PESHAWAR: Hanifur Rahman, a noted research scholar, is presently working on collecting data sets for making Pashto language of artificial intelligence as the software requires more than 100 hours clips recording by end of ongoing year.

He said that Pashto Decentralised Autonomous Organisation was set up to build an autonomous, transparent and inclusive community for the adoption of Pashto as perfect tool on computer and AI.

He said that motivation behind the project was around 60 million Pashto speaking people across the globe with rich linguistic and cultural diversity but Pashto being with low availability of digital content online.

Prof Farkhanda Liaquat, the director of Pashto Academy, University of Peshawar, termed the project a revolutionary step towards digitisation of Pashto lingo corpus. She stated that the project would open a new window to the integrated knowledge and research regarding Pashto and Pashtuns at large.

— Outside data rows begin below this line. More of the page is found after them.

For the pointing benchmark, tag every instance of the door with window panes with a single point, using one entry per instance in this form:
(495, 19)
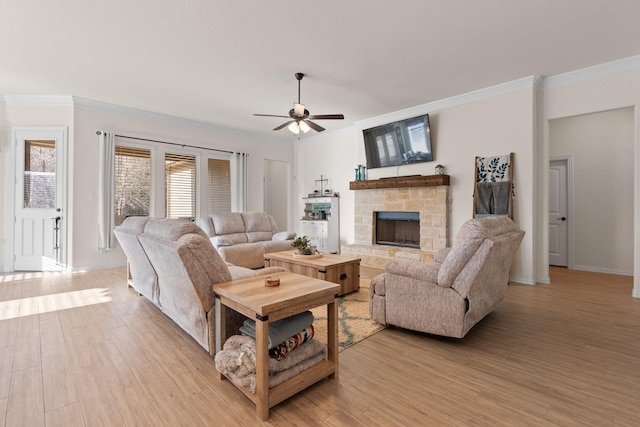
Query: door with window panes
(39, 238)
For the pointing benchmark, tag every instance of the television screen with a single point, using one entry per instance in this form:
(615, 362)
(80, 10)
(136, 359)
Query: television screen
(399, 143)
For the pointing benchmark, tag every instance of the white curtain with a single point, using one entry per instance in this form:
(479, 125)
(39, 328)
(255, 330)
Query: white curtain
(239, 184)
(106, 191)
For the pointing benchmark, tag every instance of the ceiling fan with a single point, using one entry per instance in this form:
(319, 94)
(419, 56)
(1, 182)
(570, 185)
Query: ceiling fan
(300, 117)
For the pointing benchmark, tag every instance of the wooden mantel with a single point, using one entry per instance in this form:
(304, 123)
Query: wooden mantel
(400, 182)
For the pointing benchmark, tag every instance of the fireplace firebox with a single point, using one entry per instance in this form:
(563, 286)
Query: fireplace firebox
(397, 229)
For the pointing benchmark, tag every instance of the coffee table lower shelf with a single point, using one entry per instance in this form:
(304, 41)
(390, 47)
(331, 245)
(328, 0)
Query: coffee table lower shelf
(283, 391)
(296, 293)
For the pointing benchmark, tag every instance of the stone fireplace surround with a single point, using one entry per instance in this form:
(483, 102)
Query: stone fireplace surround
(428, 195)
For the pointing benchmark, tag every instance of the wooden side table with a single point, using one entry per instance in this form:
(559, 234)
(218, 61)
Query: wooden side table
(330, 267)
(295, 294)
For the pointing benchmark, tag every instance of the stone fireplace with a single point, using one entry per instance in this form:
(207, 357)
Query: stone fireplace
(428, 196)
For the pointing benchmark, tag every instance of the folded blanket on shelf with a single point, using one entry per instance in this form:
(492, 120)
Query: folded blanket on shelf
(281, 329)
(237, 361)
(280, 351)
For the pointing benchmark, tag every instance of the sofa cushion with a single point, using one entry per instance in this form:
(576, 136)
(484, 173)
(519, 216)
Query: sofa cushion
(256, 221)
(258, 236)
(172, 229)
(227, 223)
(219, 241)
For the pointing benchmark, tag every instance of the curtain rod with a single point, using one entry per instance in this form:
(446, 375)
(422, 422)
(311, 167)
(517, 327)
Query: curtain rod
(170, 143)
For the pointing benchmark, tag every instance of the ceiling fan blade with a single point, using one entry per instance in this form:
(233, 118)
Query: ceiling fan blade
(285, 124)
(271, 115)
(327, 117)
(314, 126)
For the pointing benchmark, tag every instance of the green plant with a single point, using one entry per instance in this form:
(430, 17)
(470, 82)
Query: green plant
(302, 245)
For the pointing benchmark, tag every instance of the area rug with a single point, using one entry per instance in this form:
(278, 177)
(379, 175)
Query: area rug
(355, 323)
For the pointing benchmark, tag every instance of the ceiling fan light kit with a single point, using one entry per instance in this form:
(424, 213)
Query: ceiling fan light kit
(300, 117)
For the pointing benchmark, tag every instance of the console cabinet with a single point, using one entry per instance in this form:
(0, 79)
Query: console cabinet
(321, 223)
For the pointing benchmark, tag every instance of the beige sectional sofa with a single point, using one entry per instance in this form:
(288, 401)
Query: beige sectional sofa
(242, 238)
(176, 267)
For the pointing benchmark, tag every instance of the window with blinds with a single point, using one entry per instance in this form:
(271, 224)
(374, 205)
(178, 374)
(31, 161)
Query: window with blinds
(180, 180)
(132, 182)
(219, 186)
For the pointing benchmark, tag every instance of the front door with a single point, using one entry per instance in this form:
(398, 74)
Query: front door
(558, 213)
(39, 199)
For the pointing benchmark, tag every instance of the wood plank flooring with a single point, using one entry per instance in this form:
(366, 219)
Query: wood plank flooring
(84, 350)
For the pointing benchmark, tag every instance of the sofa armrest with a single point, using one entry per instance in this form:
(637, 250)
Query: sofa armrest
(425, 271)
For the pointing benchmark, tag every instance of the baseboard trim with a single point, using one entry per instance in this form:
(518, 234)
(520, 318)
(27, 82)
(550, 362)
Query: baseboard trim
(602, 270)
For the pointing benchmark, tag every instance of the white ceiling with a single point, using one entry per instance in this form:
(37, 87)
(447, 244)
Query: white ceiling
(221, 61)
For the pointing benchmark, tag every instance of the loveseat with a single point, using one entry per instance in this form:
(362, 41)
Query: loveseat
(242, 238)
(187, 266)
(449, 295)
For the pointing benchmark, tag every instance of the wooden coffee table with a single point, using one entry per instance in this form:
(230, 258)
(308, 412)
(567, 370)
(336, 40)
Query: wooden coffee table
(295, 294)
(330, 267)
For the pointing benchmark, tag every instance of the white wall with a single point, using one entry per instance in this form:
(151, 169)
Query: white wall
(332, 156)
(498, 121)
(277, 192)
(84, 118)
(601, 149)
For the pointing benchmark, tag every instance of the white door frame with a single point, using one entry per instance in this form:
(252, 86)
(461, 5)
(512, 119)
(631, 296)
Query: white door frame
(40, 132)
(568, 163)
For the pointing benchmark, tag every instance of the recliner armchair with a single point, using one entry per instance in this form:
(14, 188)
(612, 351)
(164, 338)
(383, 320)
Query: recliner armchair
(449, 295)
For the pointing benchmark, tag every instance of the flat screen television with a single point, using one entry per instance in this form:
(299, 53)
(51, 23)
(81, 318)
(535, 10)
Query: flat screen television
(400, 143)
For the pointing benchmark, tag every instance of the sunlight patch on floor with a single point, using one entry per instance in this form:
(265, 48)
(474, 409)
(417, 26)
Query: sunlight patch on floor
(47, 303)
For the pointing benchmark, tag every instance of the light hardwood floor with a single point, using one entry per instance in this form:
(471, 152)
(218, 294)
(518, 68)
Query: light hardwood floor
(82, 349)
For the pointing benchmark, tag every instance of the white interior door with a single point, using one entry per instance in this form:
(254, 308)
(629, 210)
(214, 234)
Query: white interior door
(276, 191)
(558, 213)
(39, 199)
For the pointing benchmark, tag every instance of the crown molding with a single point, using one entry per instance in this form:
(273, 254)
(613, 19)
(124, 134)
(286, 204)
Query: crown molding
(39, 100)
(592, 73)
(525, 83)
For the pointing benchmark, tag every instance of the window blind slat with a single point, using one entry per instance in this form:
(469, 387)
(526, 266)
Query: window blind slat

Academy director terms the project a revolutionary step

Mr Rehman, when contacted by this scribe, said that unfortunately Pashto was not among 100 languages being used as an effective tool to access information but the initiative would soon adopt Pashto as computer and AI lingo. He said that efforts were being to build a Pashto digital assistant like Apple Siri or Hey Google as the app would enable Pashto speaking community worldwide to communicate with their mobile/computers via sound commands as well as written text.

He said that the main objective of the initiative was to enable Pashto speaking people across the globe to have an easy access to any kind of information in Pashto.

Mr Rahman stated that the purpose of the organisation was to create a worldwide community of Pashto linguists, journalists, teachers, translators, performers, artists, literati and hi-tech specialists to contribute to the scholastic cause.

“For the software to work for all Pashtuns including young, women and men speaking any particular accent of Pashto as many as possible, we need sample voices to bring Pashto to one of the most significant AI dataset project. Pashtun users may go to the link https://commonvoice.mozailla.org/ps and record at least 10 Pashto sentences in her/his own voice each day for a week or as long one can,” he said.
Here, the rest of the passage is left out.